New York and Connecticut theater reviews and news

New York City Theater

"Abigail's Party"
Acorn Theater

Although often compared with "Who’s Afraid of Virginia Woolf?" for its cocktail soiree, bickering couples, would-be seduction, booze, and sado-masochistic arguments, "Abigail’s Party" can stand on its own. Mike Leigh’s 1977 stark and searing black-comedy look at British culture and class now at the Acorn Theatre is strikingly directed by Scott Elliott, who makes two hours’ talk as riveting as a good melodrama.

The premise is a neighborly get-together thrown by vulgar, selfish, salacious Beverly. Her mousy, anxious, whipped husband Laurence, a real estate agent, pretends that their life is more akin to the Van Gogh print in the living-room than the pornographic painting that hangs in their bedroom.

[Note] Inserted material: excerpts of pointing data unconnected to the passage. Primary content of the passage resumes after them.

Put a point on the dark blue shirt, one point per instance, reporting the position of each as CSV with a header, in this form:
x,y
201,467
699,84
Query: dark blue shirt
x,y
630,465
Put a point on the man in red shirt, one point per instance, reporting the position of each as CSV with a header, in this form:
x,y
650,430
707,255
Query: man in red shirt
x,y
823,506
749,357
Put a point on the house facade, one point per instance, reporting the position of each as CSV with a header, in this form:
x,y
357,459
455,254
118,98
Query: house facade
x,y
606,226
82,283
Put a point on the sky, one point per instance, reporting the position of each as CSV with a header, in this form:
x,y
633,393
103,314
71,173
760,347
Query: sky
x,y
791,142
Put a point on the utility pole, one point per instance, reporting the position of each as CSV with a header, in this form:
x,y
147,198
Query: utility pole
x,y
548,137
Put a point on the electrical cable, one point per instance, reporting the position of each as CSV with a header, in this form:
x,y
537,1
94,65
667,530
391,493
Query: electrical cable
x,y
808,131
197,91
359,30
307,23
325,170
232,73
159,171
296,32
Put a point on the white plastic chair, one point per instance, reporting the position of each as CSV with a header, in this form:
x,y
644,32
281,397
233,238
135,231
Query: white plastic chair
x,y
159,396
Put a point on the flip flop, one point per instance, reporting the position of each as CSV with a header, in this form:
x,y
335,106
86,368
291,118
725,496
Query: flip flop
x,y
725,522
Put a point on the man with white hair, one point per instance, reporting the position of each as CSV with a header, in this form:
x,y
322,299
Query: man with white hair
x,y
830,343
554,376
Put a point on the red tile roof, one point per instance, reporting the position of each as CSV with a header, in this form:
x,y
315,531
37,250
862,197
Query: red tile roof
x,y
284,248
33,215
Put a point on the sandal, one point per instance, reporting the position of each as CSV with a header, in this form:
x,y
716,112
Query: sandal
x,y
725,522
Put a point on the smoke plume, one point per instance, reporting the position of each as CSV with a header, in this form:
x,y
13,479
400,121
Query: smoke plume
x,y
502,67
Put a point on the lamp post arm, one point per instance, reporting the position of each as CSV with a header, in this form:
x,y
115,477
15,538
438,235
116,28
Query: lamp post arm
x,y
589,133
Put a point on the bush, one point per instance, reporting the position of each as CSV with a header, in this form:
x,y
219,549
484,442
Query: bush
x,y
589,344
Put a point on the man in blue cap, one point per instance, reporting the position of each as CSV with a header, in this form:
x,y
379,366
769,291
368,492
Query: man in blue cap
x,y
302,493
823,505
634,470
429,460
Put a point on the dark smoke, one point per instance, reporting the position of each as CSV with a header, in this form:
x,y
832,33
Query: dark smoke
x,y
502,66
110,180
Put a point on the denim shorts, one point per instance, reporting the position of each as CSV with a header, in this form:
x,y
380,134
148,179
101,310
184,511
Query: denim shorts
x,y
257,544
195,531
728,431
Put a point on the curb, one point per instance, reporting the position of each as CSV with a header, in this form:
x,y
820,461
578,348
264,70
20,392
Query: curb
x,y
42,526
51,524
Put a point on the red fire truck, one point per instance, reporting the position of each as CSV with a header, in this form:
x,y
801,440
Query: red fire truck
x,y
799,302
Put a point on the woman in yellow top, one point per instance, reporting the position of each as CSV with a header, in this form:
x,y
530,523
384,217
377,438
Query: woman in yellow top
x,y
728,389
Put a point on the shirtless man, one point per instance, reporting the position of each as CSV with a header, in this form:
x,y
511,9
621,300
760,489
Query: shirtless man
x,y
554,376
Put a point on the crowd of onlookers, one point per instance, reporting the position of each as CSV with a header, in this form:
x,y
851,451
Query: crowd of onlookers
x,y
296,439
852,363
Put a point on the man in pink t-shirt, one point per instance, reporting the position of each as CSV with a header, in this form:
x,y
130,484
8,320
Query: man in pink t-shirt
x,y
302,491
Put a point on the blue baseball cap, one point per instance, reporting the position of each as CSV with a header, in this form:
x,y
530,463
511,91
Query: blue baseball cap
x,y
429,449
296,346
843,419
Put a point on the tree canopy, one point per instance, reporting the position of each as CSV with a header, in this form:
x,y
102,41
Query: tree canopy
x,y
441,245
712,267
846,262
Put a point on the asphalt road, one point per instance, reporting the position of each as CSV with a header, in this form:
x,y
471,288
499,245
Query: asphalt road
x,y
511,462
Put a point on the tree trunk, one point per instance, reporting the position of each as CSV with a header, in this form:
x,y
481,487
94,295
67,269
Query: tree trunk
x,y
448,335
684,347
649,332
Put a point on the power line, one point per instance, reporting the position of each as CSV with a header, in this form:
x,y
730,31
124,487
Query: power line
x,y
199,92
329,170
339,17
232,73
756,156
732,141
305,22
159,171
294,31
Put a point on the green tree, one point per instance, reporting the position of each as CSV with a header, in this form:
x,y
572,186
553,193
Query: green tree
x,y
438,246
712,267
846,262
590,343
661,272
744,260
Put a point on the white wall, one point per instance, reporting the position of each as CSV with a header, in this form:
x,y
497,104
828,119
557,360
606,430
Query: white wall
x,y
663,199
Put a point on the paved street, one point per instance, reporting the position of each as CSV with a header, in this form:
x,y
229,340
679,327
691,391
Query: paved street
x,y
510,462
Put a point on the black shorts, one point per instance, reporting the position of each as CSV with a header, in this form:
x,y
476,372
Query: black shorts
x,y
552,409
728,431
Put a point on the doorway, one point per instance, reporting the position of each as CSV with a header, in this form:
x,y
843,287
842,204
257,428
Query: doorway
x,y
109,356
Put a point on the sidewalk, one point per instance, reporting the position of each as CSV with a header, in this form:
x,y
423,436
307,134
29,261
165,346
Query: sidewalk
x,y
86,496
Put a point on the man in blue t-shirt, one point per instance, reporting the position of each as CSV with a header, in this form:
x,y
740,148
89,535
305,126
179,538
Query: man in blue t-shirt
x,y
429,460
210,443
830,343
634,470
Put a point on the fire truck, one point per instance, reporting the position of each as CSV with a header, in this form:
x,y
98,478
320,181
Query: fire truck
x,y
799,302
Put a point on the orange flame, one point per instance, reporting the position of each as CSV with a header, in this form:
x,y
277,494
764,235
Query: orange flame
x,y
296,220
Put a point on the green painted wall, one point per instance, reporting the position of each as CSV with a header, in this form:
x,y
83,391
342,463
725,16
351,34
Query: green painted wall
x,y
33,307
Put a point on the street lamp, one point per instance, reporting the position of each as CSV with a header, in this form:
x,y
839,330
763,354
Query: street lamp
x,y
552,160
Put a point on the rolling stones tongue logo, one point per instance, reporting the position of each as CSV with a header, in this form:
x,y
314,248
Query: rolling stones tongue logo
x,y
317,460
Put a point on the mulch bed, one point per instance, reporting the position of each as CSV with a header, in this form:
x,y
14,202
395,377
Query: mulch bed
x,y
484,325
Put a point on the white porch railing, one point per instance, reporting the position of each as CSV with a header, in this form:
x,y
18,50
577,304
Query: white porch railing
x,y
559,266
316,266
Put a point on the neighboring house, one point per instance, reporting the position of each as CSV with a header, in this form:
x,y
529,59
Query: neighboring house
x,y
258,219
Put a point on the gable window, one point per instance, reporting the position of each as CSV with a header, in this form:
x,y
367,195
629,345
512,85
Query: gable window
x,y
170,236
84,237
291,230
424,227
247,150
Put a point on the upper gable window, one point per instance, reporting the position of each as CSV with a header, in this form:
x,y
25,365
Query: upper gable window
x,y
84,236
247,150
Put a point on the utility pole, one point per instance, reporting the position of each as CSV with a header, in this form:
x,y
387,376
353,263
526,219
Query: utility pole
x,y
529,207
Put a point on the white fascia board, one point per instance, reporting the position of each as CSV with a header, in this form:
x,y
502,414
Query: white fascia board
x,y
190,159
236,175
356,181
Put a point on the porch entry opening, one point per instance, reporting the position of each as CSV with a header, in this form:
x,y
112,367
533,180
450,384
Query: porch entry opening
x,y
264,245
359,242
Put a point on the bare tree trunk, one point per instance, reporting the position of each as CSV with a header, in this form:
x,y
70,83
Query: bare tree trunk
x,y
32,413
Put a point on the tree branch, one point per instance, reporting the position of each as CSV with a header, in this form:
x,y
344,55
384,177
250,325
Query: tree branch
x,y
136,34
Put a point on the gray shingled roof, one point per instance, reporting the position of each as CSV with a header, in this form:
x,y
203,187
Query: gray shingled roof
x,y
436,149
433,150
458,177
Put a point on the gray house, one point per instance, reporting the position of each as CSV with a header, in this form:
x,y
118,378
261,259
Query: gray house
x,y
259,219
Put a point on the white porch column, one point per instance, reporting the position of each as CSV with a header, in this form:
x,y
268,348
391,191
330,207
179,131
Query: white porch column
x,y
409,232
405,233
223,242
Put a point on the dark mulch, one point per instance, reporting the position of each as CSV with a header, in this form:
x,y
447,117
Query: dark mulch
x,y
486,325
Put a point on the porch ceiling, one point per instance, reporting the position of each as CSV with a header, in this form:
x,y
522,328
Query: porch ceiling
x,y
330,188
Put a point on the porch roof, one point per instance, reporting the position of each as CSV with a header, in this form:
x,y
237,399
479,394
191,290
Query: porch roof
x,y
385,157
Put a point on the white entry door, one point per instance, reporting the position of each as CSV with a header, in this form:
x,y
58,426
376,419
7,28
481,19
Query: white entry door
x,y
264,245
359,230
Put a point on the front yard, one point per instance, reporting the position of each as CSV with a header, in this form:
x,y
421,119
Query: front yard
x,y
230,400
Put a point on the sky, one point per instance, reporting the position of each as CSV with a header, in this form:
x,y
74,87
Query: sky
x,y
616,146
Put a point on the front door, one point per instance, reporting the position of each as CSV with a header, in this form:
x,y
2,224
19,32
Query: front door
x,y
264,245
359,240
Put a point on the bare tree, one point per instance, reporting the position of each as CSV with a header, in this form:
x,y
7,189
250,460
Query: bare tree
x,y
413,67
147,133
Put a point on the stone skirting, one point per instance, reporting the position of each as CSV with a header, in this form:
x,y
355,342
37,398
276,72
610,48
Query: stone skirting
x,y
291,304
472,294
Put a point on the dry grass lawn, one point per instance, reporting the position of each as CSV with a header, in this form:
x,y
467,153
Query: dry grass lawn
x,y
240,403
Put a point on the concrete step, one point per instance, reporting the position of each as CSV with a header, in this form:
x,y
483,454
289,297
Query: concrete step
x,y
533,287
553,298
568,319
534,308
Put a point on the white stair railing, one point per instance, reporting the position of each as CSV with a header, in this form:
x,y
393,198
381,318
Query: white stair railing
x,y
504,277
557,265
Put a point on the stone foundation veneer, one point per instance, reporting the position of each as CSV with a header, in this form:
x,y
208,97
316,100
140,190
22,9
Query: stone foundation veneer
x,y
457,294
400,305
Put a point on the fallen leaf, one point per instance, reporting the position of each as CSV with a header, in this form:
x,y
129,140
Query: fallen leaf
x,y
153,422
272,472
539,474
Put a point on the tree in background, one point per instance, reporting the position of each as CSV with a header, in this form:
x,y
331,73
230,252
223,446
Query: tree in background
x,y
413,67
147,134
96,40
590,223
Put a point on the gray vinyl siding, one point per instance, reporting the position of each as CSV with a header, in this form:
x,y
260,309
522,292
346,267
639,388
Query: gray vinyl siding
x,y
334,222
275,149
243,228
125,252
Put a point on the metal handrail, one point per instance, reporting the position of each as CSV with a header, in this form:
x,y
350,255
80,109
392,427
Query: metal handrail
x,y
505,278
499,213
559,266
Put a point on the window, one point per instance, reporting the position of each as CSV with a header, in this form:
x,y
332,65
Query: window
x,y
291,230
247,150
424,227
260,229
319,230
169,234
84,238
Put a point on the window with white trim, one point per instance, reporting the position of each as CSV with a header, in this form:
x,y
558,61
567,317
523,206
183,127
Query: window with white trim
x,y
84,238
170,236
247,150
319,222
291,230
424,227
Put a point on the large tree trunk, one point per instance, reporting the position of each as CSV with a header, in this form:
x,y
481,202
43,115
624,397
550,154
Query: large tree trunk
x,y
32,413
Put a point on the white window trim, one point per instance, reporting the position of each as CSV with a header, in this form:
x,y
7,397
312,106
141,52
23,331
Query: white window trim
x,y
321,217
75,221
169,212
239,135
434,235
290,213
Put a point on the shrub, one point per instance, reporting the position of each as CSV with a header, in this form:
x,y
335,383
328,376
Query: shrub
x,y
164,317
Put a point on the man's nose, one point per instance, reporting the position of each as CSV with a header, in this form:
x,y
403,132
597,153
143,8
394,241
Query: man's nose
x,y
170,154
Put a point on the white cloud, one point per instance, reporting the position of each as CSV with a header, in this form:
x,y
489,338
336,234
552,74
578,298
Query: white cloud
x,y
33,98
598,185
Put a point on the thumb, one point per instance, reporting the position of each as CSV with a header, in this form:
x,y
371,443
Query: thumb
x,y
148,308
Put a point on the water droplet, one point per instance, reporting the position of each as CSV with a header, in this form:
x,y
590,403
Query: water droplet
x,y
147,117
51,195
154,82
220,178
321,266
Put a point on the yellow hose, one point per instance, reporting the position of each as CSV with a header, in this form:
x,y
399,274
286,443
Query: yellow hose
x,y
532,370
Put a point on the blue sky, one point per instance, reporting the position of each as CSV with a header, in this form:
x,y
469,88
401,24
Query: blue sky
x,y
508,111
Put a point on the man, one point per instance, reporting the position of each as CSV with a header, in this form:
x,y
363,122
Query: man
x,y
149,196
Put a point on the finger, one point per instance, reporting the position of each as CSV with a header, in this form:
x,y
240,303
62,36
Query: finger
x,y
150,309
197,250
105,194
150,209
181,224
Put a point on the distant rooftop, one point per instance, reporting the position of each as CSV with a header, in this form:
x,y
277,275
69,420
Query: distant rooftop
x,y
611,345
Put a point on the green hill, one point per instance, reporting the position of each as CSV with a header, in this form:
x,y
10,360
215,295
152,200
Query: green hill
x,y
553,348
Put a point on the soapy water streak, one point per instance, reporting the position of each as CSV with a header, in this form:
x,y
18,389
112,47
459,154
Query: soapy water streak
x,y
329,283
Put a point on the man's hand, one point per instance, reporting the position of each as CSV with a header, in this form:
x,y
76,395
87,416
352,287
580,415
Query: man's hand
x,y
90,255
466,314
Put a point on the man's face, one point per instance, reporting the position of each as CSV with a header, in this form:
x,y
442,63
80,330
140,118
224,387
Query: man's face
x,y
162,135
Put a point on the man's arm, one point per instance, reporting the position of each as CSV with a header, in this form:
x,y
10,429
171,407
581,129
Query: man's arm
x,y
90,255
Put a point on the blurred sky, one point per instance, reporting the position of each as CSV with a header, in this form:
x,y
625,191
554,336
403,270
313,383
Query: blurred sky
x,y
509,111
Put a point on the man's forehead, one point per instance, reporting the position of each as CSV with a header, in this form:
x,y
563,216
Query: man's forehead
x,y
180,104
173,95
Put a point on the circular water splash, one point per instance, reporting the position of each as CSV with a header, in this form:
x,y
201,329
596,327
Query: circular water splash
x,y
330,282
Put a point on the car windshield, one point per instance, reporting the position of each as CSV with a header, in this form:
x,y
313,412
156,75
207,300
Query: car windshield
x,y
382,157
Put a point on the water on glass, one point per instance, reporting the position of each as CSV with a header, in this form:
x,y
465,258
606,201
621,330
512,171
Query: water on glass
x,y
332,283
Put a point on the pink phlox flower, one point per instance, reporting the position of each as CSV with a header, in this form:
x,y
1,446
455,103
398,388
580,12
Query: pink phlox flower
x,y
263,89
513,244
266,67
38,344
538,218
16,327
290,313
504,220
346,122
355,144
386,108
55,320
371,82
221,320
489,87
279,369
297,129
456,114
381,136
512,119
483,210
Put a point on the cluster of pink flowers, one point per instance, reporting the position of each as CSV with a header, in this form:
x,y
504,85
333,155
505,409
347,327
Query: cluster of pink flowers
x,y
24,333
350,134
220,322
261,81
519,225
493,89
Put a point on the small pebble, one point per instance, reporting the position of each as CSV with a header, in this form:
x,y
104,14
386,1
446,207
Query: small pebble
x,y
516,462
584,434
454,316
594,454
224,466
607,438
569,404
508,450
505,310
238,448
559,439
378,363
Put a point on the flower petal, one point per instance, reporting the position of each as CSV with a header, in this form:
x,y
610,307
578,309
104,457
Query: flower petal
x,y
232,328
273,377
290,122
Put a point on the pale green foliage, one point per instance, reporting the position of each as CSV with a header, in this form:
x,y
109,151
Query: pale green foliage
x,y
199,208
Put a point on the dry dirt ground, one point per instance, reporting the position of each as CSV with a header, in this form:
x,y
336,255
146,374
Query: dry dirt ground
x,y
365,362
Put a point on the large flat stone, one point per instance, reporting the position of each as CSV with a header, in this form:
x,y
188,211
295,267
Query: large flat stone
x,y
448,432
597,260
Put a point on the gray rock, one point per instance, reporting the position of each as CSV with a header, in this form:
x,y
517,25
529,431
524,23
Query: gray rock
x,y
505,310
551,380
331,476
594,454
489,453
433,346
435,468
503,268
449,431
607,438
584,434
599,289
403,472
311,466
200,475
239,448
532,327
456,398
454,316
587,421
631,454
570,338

The games Beverly plays are fueled by enough liquor to float the Queen Mary. The guests – or victims – are the naïve Angela, her studly, taciturn husband Tony, and reticent Susan. Present because her 15-year-old daughter, Abigail, is giving a nearby party to which she is pointedly not invited, Susan has one ear cocked on the raucous offstage laughter and music. As Beverly’s guests become more intoxicated (one throws up in the loo), their natures and relationships are dissected, their lives ripped open to reveal chasms of disgust and frustration.

As Beverly, with her Valley Girl voice, cascading hair, and tight gown, Jennifer Jason Leigh is the embodiment of the cheap femme fatale. But her smashing performance goes beyond physicality into something both funny and terrifying. Sauntering about Derek McLane's plush set, she is the hostess from hell.

Elizabeth Jasicki, amusingly costumed by Eric Becker to look like a pathetic Barbie doll, is wonderfully ditsy as Angela. Max Baker, precisely delineating Laurence's growing anxiety, makes the audience fear for the character's sanity. Darren Goldstein is a simmering volcano as Tony, while Lisa Emery gives another of her memorable characterizations as the tweedy, uncomfortable Susan.

This is fine work all around. "Abigail's Party" is bound to be one of the season's highlights.